Cars Analysis
This article shows several common operations while programming in R, making use of the mtcars dataset that is included as part of the R 'graphics' package.
The mtcars data was extracted from the 1974 Motor Trend US magazine. It compares the fuel consumption and performance of thirty-two different automobiles based on ten different aspects of their design.
The code used in this article was based on the ggplot manual.
1. Coding with the mtcars dataset
Add ggplot2
to the list of libraries available to this R runtime.
library(ggplot2)
Create factors with value labels.
mtcars$gear <- factor(mtcars$gear,levels=c(3,4,5), labels=c("3gears","4gears","5gears")) mtcars$am <- factor(mtcars$am,levels=c(0,1), labels=c("Automatic","Manual")) mtcars$cyl <- factor(mtcars$cyl,levels=c(4,6,8), labels=c("4cyl","6cyl","8cyl"))

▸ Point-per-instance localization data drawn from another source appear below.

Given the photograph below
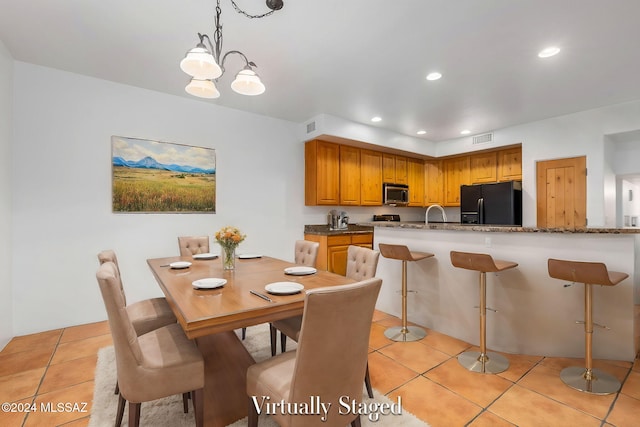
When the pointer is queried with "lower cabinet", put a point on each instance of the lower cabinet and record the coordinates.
(332, 254)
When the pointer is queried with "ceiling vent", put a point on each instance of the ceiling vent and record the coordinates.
(483, 139)
(311, 127)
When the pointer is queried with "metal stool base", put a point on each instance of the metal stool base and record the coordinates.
(411, 333)
(493, 363)
(600, 382)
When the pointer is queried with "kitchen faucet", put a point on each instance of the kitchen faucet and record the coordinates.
(426, 215)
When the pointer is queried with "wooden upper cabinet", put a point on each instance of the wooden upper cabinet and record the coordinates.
(370, 178)
(510, 164)
(394, 169)
(415, 173)
(456, 173)
(483, 167)
(349, 176)
(402, 171)
(434, 182)
(322, 173)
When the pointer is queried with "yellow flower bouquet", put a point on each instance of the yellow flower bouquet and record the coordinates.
(229, 238)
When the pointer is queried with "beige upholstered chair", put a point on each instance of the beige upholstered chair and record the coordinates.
(342, 316)
(145, 315)
(193, 245)
(306, 252)
(362, 264)
(158, 364)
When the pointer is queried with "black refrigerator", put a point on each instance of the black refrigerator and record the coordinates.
(496, 204)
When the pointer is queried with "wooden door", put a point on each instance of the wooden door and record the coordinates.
(483, 168)
(349, 176)
(510, 164)
(562, 193)
(434, 182)
(456, 173)
(370, 178)
(415, 173)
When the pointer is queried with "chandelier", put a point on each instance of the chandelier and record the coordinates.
(205, 66)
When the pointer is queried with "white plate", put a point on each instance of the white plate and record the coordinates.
(180, 264)
(300, 271)
(209, 283)
(284, 288)
(205, 256)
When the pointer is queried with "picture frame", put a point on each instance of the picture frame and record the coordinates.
(151, 176)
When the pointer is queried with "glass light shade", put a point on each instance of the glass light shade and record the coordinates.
(247, 82)
(202, 89)
(199, 63)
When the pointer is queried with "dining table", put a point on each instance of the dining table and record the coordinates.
(229, 300)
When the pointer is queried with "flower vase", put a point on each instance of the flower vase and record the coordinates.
(228, 258)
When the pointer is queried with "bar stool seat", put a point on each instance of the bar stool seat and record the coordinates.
(402, 253)
(587, 378)
(482, 361)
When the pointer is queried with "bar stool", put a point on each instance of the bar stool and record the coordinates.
(401, 252)
(587, 378)
(482, 361)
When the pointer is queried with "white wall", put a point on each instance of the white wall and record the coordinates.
(62, 215)
(6, 107)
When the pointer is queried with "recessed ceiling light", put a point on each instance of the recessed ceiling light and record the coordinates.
(549, 51)
(434, 76)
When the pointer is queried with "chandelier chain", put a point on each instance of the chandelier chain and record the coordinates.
(237, 8)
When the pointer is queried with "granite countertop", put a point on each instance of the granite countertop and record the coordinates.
(497, 228)
(323, 229)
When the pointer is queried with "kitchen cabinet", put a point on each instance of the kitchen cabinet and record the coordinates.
(456, 173)
(510, 164)
(332, 254)
(434, 182)
(415, 173)
(349, 176)
(394, 169)
(370, 178)
(483, 167)
(322, 173)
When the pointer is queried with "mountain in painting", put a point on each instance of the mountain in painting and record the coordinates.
(151, 163)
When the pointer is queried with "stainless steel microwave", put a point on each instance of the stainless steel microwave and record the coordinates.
(395, 194)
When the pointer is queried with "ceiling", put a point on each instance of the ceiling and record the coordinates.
(359, 58)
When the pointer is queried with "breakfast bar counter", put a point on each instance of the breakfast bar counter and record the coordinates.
(536, 314)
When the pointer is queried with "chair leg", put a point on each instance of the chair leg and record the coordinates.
(252, 415)
(134, 414)
(198, 406)
(273, 333)
(367, 382)
(120, 413)
(185, 402)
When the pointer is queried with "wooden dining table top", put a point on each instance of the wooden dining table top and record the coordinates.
(208, 311)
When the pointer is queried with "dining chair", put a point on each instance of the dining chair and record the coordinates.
(158, 364)
(362, 264)
(193, 245)
(145, 315)
(305, 253)
(340, 315)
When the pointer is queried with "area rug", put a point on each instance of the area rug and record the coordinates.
(168, 411)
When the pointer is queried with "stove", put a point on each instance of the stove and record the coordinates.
(387, 217)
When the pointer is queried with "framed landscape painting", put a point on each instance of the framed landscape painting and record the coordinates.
(162, 177)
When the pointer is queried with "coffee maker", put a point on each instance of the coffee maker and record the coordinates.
(337, 220)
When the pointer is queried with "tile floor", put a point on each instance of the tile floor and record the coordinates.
(58, 366)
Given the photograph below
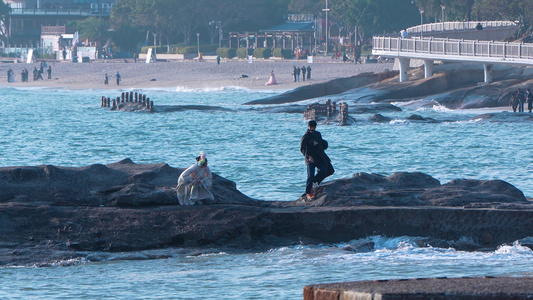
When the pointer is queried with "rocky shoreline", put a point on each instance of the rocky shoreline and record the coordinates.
(52, 213)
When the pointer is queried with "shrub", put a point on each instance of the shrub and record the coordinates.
(227, 52)
(285, 53)
(262, 52)
(244, 52)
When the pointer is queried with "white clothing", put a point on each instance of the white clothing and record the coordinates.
(190, 193)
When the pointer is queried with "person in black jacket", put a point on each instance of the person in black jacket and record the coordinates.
(313, 148)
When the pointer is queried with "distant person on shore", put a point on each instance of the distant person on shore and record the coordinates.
(35, 74)
(521, 100)
(513, 102)
(195, 182)
(10, 76)
(529, 97)
(272, 79)
(313, 148)
(118, 78)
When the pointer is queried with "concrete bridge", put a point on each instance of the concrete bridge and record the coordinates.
(428, 48)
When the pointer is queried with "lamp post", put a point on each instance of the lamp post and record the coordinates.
(327, 32)
(421, 23)
(218, 25)
(198, 42)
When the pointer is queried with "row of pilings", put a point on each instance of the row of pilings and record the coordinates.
(127, 97)
(328, 110)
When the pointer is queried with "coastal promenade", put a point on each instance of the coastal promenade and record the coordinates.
(430, 49)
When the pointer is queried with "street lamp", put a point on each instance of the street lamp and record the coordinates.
(218, 25)
(421, 22)
(198, 41)
(326, 10)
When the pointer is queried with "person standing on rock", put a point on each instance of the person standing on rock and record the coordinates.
(529, 97)
(118, 78)
(514, 102)
(195, 182)
(313, 148)
(521, 100)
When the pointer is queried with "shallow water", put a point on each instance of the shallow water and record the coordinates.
(260, 152)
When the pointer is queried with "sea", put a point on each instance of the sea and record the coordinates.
(257, 147)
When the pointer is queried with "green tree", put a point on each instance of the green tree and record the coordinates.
(520, 11)
(5, 10)
(379, 16)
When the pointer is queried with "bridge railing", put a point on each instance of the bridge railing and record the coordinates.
(450, 26)
(452, 47)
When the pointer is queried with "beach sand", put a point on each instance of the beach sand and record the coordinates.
(184, 74)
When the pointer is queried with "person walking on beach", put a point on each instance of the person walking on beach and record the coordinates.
(272, 79)
(118, 78)
(313, 148)
(195, 182)
(529, 97)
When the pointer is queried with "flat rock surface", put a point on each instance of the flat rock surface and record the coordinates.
(426, 288)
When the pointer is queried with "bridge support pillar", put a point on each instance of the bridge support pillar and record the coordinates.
(489, 71)
(404, 67)
(428, 68)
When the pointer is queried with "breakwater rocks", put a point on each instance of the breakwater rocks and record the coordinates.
(453, 85)
(51, 213)
(425, 288)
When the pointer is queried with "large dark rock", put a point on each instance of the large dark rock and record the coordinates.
(331, 87)
(414, 189)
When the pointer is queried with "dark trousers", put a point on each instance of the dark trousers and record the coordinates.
(311, 177)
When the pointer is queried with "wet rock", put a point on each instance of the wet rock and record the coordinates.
(378, 118)
(419, 118)
(332, 87)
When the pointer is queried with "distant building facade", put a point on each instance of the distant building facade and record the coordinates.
(29, 17)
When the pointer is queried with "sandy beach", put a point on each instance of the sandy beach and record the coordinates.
(184, 74)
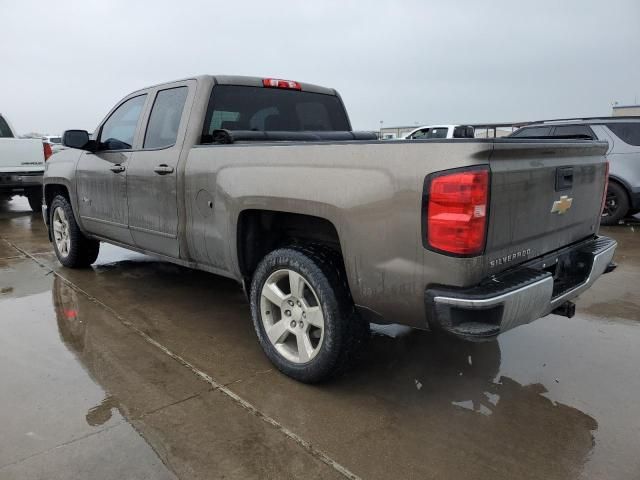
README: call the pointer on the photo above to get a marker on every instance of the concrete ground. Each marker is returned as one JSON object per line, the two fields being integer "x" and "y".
{"x": 141, "y": 369}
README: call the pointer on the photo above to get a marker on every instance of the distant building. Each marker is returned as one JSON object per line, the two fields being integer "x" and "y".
{"x": 625, "y": 110}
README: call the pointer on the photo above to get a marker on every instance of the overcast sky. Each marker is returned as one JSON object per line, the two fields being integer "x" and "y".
{"x": 65, "y": 63}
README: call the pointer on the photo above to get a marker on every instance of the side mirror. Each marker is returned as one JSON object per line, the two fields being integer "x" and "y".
{"x": 76, "y": 139}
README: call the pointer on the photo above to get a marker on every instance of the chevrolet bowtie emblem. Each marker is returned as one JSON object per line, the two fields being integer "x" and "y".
{"x": 562, "y": 205}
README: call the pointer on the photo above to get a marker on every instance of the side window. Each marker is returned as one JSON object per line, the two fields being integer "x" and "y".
{"x": 532, "y": 132}
{"x": 164, "y": 121}
{"x": 439, "y": 132}
{"x": 118, "y": 131}
{"x": 566, "y": 130}
{"x": 627, "y": 132}
{"x": 5, "y": 131}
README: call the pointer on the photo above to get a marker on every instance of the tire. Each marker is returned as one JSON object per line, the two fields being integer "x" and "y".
{"x": 616, "y": 204}
{"x": 35, "y": 200}
{"x": 72, "y": 248}
{"x": 325, "y": 292}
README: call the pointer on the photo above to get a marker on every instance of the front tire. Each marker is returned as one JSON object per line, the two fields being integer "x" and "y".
{"x": 303, "y": 313}
{"x": 616, "y": 205}
{"x": 72, "y": 248}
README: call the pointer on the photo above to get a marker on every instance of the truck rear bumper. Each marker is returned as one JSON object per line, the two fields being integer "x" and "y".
{"x": 519, "y": 295}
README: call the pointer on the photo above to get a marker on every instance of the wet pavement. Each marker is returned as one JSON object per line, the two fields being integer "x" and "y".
{"x": 142, "y": 369}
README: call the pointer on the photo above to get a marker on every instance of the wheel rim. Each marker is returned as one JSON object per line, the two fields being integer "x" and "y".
{"x": 61, "y": 236}
{"x": 292, "y": 316}
{"x": 610, "y": 205}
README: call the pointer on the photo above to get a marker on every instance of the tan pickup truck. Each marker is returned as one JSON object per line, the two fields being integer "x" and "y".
{"x": 328, "y": 230}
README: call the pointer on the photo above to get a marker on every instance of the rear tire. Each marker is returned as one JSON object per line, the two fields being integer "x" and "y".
{"x": 616, "y": 204}
{"x": 35, "y": 200}
{"x": 313, "y": 333}
{"x": 72, "y": 248}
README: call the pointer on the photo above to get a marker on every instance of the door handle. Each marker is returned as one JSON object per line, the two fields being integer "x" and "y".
{"x": 163, "y": 169}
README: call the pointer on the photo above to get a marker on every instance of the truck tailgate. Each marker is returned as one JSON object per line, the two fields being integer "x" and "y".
{"x": 545, "y": 194}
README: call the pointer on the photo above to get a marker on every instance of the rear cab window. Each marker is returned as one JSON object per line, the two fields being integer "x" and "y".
{"x": 532, "y": 132}
{"x": 164, "y": 121}
{"x": 628, "y": 132}
{"x": 233, "y": 107}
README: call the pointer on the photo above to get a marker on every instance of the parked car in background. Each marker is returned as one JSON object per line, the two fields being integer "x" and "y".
{"x": 440, "y": 131}
{"x": 623, "y": 136}
{"x": 21, "y": 165}
{"x": 328, "y": 230}
{"x": 54, "y": 141}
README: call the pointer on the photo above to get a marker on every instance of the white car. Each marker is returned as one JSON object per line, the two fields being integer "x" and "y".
{"x": 21, "y": 165}
{"x": 440, "y": 131}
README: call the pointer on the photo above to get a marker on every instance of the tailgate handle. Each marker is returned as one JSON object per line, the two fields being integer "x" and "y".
{"x": 564, "y": 178}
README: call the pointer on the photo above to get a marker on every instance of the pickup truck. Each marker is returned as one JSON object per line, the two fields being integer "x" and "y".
{"x": 21, "y": 166}
{"x": 329, "y": 230}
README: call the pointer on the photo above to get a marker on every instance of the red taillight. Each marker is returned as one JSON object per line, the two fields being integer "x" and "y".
{"x": 278, "y": 83}
{"x": 457, "y": 212}
{"x": 606, "y": 185}
{"x": 47, "y": 151}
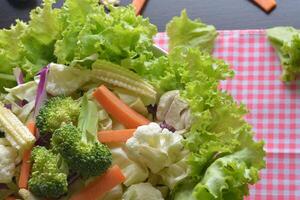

The data can be directly printed to a table by returning as the last value in a cell.
mtcars
2. Gas Mileage Visualized in Plotly
2.1. Density Distribution
Here we visualize the distribution of the number of cars with a particular average gas mileage (in mpg, miles per gallon), grouped by the number of gears in the car's transmission.
Although we used a 'ggplot' function, it is wrapped with the corresponding 'plotly' function ggplotly()
in order to provide interactivity to the resulting figure. Interactive features provided by plotly include 'tool tips' showing values for datapoints on the plot and the ability to display or hide elements of the graph by clicking on on the corresponding element in the plot legend.
ggplot(mtcars, aes(mpg, fill = gear)) + geom_density(alpha = I(0.5)) + labs(title = "Distribution of Gas Milage", x = "Miles Per Gallon", y = "Density")
2.2. Regression Plots
In this example, we plot separate regressions of mpg on weight for each number of cylinders.
The performance distribution of each engine type is highlighted for visual clarity.
Plot creation maintains standard conventions of plotting using in ggplot.
ggplot(mtcars, aes(wt, mpg, color = cyl)) + geom_point() + geom_smooth(method = "lm") + labs(title = "Regression of MPG on Weight", x = "Weight", y = "Miles per Gallon", color = "Cylinders")
2.3. Box Plots
In this example we show box plots of mpg, grouped by number of gears.
The observations (points) are overlayed on the boxes and jittered for visibility.
ggplot(data = mtcars, aes(gear, mpg, fill = gear)) + geom_boxplot() + labs(title = "Mileage by Gear Number", x = "", y = "Miles Per Gallon")